In the worse categories of stealing, one might think of the big heists in history, such as the 2020 one in Germany that went on in Dresden at the Green Vault Museum collection, where 100 priceless treasures and jewels worth up to a billion dollars were stolen. Those are the big time stealers of the world, unfortunately to be later glamourized in a hit movie or book. A worse crime though would be one against another human being in stealing their innocence, as in rape, child abuse, incest, and such acts—as, while jewels can be recovered, a person’s innocence stolen away cannot, leaving them hurt for life. That offense cries up to Heaven!
These are heinous thefts and steals to be going on every day, some of which the perpetrators may never be punished on earth. For that, God says that these people will pay before the Almighty. Romans 12:9 has God saying: “Vengeance is mine, I will repay them according to their works.” It’s a foolish thing to dare God His justice.
In the act of stealing, it is not just people that one can disrespect—one can disrespect God’s creation (and therefore, God). There is the taking away of beauty in creation or the lack of protecting it—that’s a sin. There is wrong done versus the planet, as in exploitive ways or grossly irresponsible acts or utterly selfish, only-for-the-now consumption. When we steal from the created world around us, we sin as not acting as the respectful stewards of God whom we have been called to be, but rather become reckless fools who could care little about it anything. Pope Francis has spent some attention on this matter.
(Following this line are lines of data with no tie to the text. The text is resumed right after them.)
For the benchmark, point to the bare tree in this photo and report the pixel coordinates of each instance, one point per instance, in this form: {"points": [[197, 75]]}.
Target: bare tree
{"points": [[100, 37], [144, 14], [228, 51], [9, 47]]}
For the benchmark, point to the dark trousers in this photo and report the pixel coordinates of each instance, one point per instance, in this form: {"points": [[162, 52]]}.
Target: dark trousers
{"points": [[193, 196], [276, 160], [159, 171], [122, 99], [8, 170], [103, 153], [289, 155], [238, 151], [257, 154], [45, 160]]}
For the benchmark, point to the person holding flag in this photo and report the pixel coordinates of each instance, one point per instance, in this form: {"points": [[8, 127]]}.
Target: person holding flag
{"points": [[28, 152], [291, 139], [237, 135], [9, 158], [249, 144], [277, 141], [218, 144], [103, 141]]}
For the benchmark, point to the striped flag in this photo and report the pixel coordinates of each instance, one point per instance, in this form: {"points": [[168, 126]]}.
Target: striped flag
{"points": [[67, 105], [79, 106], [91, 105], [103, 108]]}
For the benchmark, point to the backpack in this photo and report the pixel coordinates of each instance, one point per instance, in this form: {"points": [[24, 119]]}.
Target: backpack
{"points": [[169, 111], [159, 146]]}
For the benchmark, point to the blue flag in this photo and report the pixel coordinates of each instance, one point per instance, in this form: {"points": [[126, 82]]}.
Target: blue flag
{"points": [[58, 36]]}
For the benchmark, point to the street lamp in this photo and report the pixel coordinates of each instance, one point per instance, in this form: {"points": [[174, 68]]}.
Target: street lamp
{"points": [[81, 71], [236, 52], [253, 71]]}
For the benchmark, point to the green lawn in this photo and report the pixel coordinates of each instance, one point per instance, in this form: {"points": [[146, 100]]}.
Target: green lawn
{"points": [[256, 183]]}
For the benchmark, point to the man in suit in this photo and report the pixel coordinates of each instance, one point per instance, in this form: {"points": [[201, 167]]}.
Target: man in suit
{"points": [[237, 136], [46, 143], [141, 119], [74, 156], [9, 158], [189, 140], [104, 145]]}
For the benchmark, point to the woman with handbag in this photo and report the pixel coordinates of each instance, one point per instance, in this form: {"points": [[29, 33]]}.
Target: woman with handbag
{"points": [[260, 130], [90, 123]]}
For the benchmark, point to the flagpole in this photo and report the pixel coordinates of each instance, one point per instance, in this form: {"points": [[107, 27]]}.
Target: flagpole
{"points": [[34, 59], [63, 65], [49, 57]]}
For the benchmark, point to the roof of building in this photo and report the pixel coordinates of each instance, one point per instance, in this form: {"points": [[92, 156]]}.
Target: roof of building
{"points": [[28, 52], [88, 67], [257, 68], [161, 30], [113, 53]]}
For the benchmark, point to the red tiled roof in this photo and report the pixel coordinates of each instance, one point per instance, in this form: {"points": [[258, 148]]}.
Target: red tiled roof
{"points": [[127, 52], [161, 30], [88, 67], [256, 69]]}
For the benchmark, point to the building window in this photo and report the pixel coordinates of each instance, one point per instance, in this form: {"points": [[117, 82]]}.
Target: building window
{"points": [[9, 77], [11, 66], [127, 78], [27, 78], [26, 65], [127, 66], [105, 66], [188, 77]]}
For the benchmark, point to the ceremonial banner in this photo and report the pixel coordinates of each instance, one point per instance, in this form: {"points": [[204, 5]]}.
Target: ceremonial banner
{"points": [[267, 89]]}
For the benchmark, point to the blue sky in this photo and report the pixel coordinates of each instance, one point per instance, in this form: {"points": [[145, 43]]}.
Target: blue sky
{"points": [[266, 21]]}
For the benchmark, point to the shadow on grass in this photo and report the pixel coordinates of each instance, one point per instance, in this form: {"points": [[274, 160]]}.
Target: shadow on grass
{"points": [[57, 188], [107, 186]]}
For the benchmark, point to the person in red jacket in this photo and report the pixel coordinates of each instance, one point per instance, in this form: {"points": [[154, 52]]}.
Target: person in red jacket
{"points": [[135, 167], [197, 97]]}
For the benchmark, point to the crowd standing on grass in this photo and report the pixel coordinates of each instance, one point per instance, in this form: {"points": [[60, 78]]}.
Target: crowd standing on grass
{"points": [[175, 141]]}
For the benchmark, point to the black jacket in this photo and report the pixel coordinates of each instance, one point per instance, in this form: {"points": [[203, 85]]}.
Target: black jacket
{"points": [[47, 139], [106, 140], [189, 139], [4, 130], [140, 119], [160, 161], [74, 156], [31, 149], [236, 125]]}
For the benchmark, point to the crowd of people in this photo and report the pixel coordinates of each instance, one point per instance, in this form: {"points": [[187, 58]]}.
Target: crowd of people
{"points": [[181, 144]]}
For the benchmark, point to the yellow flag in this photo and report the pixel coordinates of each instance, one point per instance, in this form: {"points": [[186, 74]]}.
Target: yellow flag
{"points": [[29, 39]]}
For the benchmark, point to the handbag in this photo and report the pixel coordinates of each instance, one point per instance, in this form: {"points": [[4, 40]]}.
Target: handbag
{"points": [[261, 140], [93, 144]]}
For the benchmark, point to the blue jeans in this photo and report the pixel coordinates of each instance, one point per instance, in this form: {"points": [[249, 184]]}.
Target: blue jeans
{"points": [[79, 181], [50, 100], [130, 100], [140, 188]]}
It is a good place to wrap up a teaching on Commandment Seven by praising the practitioner of stewardship. Stewardship is a word for people belonging to God as their purposed living. Their witness is quite the opposite of those who would steal. Instead, these just persons are tithers or givers, like to the Church’s need or to where God directs them. As through this virus scare time, the parish will need her honest supporters to our needs. Someone asked me for a Bible verse to defend this “temple support.” I said: Malachi the prophet focused much of his writings on it, calling under-givers to the cause of Faith as “robbers.” (Mal.3:8,9.) Woah! The bible book is addressed not to outside pagans but to the house of believers who have members living ungenerously to God and to God’s obvious causes. Rooted in it is a lack of identity to God or just of a lack of gratitude, both of which can be conformed to God when admitted as an 7th Commandment offense (or combo of other Commandments’ offenses). The spiritual change of a person to stewardship or tithing can bring about the most contentment and depth to a person in their growth, affording them a freedom in The Lord. I have known many such free, contented persons in all my parishes. The Holy Orders’ calling to surrender into a stewardship of self (as the gift or tithe or total offer) makes for happy clergy, too. It’s meant to be of the same spirit. The religious orders of the Church even take a vow of poverty to this end for sharing everything, and owning nothing—all in the spirit of the early Church who began the practice (see Acts 2). It’s truly something to see the happiness of those people in such vows. They make good saints, too.
We can be glad we serve a God Who is good and generous to us. As today’s Psalm 130 says: “With the Lord is kindness and plenteous redemption. H will redeem Israel, looking to free her from all her iniquities.
Thus, I trust in the Lord, my soul trusts in His word. I wait upon Him like sentinels for the dawn. Lord, be attentive to my prayer.